Days Between Two Dates Calculator
Calculate exact days, weeks, months, and years between any two dates. Optionally exclude weekends to get business days.
What this calculates
Calculating the gap between two dates sounds simple but trips many people up because of leap years and varying month lengths. This calculator gives you the exact difference in days, weeks, months, and years between any two dates, with an optional 'business days only' mode that skips weekends.
Formula & how it works
Total days = (later − earlier) ÷ 86 400 000 milliseconds, rounded. Weeks = days ÷ 7. Months use calendar math: years × 12 + month delta, with the day-of-month difference rolling over if needed. Business days = total weekdays in the range — for an N-day range, that's approximately N × 5/7, with exact accounting for the start and end weekdays.
Worked example
From 2026-01-01 to 2026-12-31: 364 days, 52 weeks, 11 months 30 days. Excluding weekends: about 260 business days (~5/7 × 364). From 2024-02-15 to 2024-03-15: exactly 29 days (February has 29 in 2024, a leap year) — the same dates a year later would only be 28 days apart.
Frequently asked questions
Should the start and end days be inclusive?
Convention varies. 'Days between' usually means the gap (exclusive), so Jan 1 to Jan 2 is 1 day. 'Days from X to Y inclusive' would be 2. This calculator uses the gap convention; add 1 if you need both endpoints counted.
Are leap years handled?
Yes. Native date arithmetic respects the full Gregorian rules (every 4 years except century years not divisible by 400). 2024 was a leap year; 2100 will not be.
What counts as a 'business day'?
Saturday and Sunday are excluded. Public holidays are not, since they vary by country.
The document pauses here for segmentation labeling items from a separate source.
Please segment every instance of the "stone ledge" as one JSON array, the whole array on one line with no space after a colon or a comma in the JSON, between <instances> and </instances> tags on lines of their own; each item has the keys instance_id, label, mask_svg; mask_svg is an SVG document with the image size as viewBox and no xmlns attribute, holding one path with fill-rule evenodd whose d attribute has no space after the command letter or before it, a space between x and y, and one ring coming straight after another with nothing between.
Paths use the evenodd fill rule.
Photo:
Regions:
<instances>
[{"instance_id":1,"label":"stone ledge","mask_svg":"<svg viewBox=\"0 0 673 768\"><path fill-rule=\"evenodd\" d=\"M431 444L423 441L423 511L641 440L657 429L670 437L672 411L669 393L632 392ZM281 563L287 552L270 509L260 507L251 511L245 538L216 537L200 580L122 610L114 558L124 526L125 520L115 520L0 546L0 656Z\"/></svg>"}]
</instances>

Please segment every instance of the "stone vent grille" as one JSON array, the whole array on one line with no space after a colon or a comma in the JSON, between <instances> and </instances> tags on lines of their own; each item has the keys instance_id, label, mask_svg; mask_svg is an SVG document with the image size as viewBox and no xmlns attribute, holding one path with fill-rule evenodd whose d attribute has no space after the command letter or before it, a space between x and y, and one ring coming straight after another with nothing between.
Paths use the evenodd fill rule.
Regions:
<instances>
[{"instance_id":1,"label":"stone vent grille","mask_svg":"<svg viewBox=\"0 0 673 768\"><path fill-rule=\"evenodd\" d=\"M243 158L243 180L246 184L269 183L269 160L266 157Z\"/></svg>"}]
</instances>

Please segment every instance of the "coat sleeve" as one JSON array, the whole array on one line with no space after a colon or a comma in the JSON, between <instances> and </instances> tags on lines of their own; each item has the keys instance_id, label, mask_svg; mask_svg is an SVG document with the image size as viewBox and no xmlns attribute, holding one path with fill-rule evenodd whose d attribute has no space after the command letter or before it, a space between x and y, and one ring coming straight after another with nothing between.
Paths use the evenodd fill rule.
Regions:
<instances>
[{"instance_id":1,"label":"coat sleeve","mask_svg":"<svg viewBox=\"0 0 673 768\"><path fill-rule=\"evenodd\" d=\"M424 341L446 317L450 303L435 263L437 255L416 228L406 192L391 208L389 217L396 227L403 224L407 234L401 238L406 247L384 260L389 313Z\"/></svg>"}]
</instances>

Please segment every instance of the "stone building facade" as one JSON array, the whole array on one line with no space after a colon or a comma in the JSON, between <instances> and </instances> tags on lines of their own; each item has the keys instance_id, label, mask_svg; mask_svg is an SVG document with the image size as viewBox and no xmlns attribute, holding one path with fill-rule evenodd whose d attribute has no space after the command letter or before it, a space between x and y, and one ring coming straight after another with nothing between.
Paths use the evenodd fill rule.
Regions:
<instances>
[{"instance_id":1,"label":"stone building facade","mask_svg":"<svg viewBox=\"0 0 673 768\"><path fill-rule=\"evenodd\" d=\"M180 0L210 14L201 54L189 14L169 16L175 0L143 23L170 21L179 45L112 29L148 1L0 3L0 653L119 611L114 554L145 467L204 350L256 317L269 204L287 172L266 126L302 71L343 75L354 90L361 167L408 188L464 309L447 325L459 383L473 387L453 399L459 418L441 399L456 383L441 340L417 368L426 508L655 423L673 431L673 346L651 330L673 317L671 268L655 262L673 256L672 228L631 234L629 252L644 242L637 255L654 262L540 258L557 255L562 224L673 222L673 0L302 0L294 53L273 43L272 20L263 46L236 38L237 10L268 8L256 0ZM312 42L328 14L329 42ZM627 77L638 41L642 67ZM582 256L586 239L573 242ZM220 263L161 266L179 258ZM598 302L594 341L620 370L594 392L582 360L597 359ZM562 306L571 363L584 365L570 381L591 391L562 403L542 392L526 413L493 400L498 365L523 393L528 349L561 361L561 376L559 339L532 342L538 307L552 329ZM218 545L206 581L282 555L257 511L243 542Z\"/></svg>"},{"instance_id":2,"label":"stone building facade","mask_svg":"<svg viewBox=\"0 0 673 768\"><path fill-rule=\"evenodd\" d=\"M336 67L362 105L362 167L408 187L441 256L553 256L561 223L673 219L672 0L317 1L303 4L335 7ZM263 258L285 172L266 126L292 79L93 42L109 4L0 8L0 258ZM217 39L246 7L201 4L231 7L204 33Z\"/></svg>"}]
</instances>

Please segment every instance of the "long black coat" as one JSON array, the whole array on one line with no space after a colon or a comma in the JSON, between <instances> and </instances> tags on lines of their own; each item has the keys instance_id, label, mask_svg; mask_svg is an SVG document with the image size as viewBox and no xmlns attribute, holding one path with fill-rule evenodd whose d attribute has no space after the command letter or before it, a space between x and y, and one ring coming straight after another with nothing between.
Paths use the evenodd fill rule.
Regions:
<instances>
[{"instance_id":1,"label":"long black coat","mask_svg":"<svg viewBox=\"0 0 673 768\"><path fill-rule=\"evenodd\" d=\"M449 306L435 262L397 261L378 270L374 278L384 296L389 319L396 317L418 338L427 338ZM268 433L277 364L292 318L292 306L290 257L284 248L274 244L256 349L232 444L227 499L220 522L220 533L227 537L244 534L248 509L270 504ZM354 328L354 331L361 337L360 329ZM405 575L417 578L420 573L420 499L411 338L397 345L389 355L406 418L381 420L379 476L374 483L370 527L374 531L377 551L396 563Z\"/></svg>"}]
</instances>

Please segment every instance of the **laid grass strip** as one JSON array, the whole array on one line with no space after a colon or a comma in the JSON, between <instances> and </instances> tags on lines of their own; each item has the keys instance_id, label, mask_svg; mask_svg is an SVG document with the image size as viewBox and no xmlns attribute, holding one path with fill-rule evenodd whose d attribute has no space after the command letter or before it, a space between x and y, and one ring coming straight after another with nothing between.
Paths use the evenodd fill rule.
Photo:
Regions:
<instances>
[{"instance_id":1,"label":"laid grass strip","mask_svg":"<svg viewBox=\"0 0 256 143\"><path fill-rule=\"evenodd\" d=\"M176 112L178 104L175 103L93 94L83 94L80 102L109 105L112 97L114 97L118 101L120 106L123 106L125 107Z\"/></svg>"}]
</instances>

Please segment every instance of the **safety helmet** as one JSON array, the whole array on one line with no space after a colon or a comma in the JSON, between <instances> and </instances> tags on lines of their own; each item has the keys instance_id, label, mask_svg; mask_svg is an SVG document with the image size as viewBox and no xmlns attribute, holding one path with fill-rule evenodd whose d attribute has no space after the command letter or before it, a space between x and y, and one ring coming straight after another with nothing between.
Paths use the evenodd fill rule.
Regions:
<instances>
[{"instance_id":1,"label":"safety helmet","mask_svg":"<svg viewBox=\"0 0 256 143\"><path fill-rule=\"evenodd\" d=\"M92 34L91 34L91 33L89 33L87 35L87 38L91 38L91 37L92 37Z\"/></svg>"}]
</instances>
If you need a strict working-days count for a contract, manually subtract relevant holidays.
Why does adding months sometimes give odd results?
Months have different lengths. 'One month after Jan 31' has no perfect answer — calculators typically return Feb 28 (or 29 in leap years), then Mar 31 if you add another month. This is consistent but feels weird around month-ends.